In 2017, female enrolment in tertiary education was 13.53 percent, while male enrollment was 18.68 percent. This calls for major adjustments to raise girls’ enrolment in tertiary education in Ghana.

But the numbers at the 2022 graduation ceremony of the Webster University, here in Ghana, revealed that indeed the efforts to increase the enrollment of girls is seeing steady progress as majority of its graduates were women.

At the event which took place on Saturday, it was all smiles for graduates, Management, family, and friends of the graduands.

The overall best graduating graduate student, Abigail Owusu, and the overall best graduating undergraduate student, Olivia Claesson, shared their excitement with JoyNews.

Female enrollment in tertiary education seeing steady progress at Webster University Ghana Campus
Overall best graduating graduate student, Abigail Owusu

“It’s so awesome, I think it’s such an honor and I am so grateful to have been nominated for the position of a valedictorian”, Abigail said.

“I feel very proud and I’m also very glad that I followed my gut, telling me that you should actually go and study in Ghana”, Olivia said.

Female enrollment in tertiary education seeing steady progress at Webster University Ghana Campus
Overall best graduating undergraduate student, Olivia Claesson

Speaking after the ceremony, the Chief Executive Officer of Vodafone Ghana, Patricia Obo-Nai stressed the need for women to be supported to realize their goals.

“It is a delight to see so many women graduating today. I have always said that women are fifty per cent of the population of Ghana and so when you see them pursuing their careers, pursuing their education and wanting to contribute to society, I think it is phenomenal and they should be supported,” she noted.

The Academic Director, Dr. Linda Deigh, also explained why there are more females graduating from the University this year.

Female enrollment in tertiary education seeing steady progress at Webster University Ghana Campus

“Today, with our graduates it might seem that we have more women than men, but I don’t think that it is deliberate or intentional, it is just their approach that we take in delivering the learning experience women take,” she said.

Touching on the activities of the school, during the period under review, the Dean of the George Herbert Walker School of Business and Technology, Dr. Simone Cummings, noted that, despite the onslaught of the COVID-19 pandemic, the school’s academic calendar, was not disrupted.
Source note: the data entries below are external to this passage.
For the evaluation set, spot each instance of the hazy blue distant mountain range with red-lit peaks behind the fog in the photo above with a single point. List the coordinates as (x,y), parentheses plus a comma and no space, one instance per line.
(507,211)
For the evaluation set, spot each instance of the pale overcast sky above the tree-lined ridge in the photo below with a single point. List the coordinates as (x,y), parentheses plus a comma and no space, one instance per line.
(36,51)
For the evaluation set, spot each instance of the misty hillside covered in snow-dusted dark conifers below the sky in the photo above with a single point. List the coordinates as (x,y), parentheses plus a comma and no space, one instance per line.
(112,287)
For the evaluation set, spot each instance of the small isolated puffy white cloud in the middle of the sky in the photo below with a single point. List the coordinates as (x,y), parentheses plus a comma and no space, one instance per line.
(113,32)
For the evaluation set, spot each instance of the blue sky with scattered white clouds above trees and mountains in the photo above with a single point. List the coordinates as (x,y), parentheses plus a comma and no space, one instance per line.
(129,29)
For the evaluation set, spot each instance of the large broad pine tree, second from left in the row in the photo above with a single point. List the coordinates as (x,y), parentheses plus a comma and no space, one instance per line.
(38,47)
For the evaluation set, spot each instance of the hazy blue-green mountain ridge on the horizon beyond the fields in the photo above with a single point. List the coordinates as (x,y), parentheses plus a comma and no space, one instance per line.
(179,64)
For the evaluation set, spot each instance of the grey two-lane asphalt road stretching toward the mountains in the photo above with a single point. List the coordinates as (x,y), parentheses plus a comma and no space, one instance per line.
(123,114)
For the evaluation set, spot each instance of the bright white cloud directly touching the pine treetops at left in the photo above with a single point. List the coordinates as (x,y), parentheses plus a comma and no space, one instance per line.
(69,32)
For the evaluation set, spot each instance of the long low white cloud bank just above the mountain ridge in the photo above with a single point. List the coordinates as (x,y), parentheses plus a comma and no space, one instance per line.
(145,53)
She explained that the students were already familiar, with virtual learning methods, hence there were minimal challenges during the early days of the pandemic.

Female enrollment in tertiary education seeing steady progress at Webster University Ghana Campus
Dean of the George Herbert Walker School of Business and Technology, Dr Simone Cummings

“We have been offering the zoom format for the past five years or so, what we call our network format in which we offer students the opportunity to take classes by zoom. So when the pandemic hit, we were able to transfer all of those students over to zoom format very easily and it worked well for us,” she explained.

A graduate, Joshua Fiifi Asante, who also doubles as a worker, explained how he navigated the cumbersome task of combining his lessons with his economic engagements.

“The Webster experience has been an amazing one…Combining work and school has not been an easy one but by grace we have been able to come this far and I’m excited about the new possibilities that a Webster education offers every Webster student”, he said.

Education they say is the key to success, and with more people having access to same, especially the girl child, there is no telling how far society will be transformed.